‘Üniversitemiz giderek büyüyor’

Hitit Üniversitesi'nin akademik yıl açılışında konuşan Rektör Prof. Dr. Reha Metin Alkan...

12 Ekim 2015 Pazartesi 18:29
 ‘Üniversitemiz giderek büyüyor’


Hitit Üniversitesi'nin akademik yıl açılışında konuşan Rektör Prof. Dr. Reha Metin Alkan, üniversitenin Çorum ve bölgesinin parlayan yıldızı olduğunu söyledi. Üniversitelerin teknoloji üretmesi ve bilgiye dayalı hale gelen ekonomilerin itici güçlerinden biri olmasının beklendiğini vurgulayan Alkan, hem nitelik hem de nicelik olarak büyümeye devam ettiklerini ifade etti.

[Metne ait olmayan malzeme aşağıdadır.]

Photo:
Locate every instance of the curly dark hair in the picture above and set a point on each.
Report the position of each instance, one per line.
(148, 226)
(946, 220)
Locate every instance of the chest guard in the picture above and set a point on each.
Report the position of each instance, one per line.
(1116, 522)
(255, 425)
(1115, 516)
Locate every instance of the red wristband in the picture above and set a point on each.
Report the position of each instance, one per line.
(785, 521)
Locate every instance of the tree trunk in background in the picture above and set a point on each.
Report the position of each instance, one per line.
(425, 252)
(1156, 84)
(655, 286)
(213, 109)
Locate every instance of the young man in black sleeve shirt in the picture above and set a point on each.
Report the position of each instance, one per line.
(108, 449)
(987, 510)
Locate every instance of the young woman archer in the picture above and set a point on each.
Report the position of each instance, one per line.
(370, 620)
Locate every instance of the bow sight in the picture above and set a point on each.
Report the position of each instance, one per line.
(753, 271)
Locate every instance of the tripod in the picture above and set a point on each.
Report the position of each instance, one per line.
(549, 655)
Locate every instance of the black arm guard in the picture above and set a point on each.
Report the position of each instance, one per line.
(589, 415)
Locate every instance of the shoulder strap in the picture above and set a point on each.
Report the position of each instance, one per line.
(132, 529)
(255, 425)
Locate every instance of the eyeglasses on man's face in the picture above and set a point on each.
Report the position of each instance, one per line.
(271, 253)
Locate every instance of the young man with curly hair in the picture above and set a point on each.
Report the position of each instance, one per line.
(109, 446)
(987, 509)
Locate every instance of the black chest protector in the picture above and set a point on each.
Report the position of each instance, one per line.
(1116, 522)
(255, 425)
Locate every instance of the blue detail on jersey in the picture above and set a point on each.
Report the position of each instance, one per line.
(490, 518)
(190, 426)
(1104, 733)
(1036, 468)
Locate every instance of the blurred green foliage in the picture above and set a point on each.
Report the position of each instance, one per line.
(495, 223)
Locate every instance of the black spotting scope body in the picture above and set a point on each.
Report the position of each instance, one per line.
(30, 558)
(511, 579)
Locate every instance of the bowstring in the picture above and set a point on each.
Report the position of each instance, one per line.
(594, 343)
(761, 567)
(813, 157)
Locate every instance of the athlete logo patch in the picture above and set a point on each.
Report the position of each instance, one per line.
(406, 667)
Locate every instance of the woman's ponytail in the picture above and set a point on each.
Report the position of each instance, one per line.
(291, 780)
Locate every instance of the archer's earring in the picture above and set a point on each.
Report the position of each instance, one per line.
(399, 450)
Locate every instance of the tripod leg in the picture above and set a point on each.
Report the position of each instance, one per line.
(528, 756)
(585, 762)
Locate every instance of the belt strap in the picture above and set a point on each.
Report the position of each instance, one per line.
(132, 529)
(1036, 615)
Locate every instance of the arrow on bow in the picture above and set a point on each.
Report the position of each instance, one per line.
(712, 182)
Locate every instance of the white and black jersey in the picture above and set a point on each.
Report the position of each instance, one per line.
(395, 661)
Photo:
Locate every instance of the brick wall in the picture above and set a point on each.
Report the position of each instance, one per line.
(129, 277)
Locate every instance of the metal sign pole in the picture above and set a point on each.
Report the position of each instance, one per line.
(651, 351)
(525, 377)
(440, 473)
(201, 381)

Kampüs konusunda önemli mesafe kat ettiklerini belirten Alkan, Tıp fakültesi'nin de her geçen gün büyüdüğünü ifade etti. Üniversite olarak tüm paydaşlarla birlikte hareket ettiklerini vurgulayan Alkan, konuşmasında özetle şöyle dedi:

‘HİTİT PARLAYAN YILDIZ

1976 yılından bu yana yükseköğretimin içerisinde bulunan ve 2006 yılında da Hitit Üniversitesi adını alarak kurulan Üniversitemiz, önümüzdeki yıl üniversite oluşunun 10. ancak yükseköğretim kurumu olarak ise 40. yılını kutlayacaktır. Eski olmanın verdiği tecrübe ve genç olmanın sağladığı büyük enerji ve heyecan ile hareket eden Hitit Üniversitesi; eğitimde, bilimde, kültürde, sanatta ve sosyal hayatta, kısacası yaşamın her alanında marka ve bir dünya üniversitesi olma hedefiyle kısa süre içerisinde nitelik ve nicelik olarak gelişerek, büyük mesafeler kat etmiştir. Üniversitemizin temel misyonu başta bulunduğu il, sonra bölge, sonrasında ülkemiz ve nihayetinde tüm insanlığa katkı sağlayacak bir yükseköğretim kurumu olmaktır. Koyduğumuz büyük hedefler doğrultusunda, gösterdiğimiz çaba ve gayretler sonuçlarını hızlı bir şekilde vermiş olup, bugün gelinen noktada; 8 Fakültemiz, 3 Enstitümüz, 2 Yüksekokulumuz ve 7 Meslek Yüksekokulumuzda, 1,356'sı lisansüstü öğrencisi olmak üzere 16,000'e yakın öğrencimiz eğitim-öğretim faaliyetlerini başarılı bir şekilde sürdürmektedir. Bugün sayıları ll'e ulaşan Araştırma ve Uygulama Merkezlerimiz ile konusunda uzman öğretim elemanlarımızca pek çok konuda daha detaylı araştırmalar da yapılmaktadır. Tüm bu eğitim faaliyetleri Üniversitemiz bünyesinde tam zamanlı çalışan 600 öğretim elemanı tarafından yürütülmektedir. 400'e yakın idari personelimiz ile Hitit Üniversitesi 17,000 nüfuslu büyük bir güç olmuştur. Gerek yurt içinde gerekse yurt dışında gerçekleştirilen etkin tanıtım faaliyetleri ve oluşturulan farkındalık sonucu Üniversitemizin doluluk oranları her geçen yıl daha da artmaktadır. Girişimci, yenilikçi ve teknolojik gelişmeleri yakından takip eden bir üniversite olarak temel gayemiz, geleceğimizi inşa edecek olan gençlerimizi en güncel bilgi ve becerilerle donatılmış, mesleki açıdan yetkin, vizyonel bakış açısına sahip ve inovatif düşünebilen bireyler olarak mezun edebilmektir. Bu amaçla istihdam odaklı ve dünyada da rağbet gören pek çok yeni bölüm/program açılmış olup, bugün sayıları 177'ye ulaşmıştır.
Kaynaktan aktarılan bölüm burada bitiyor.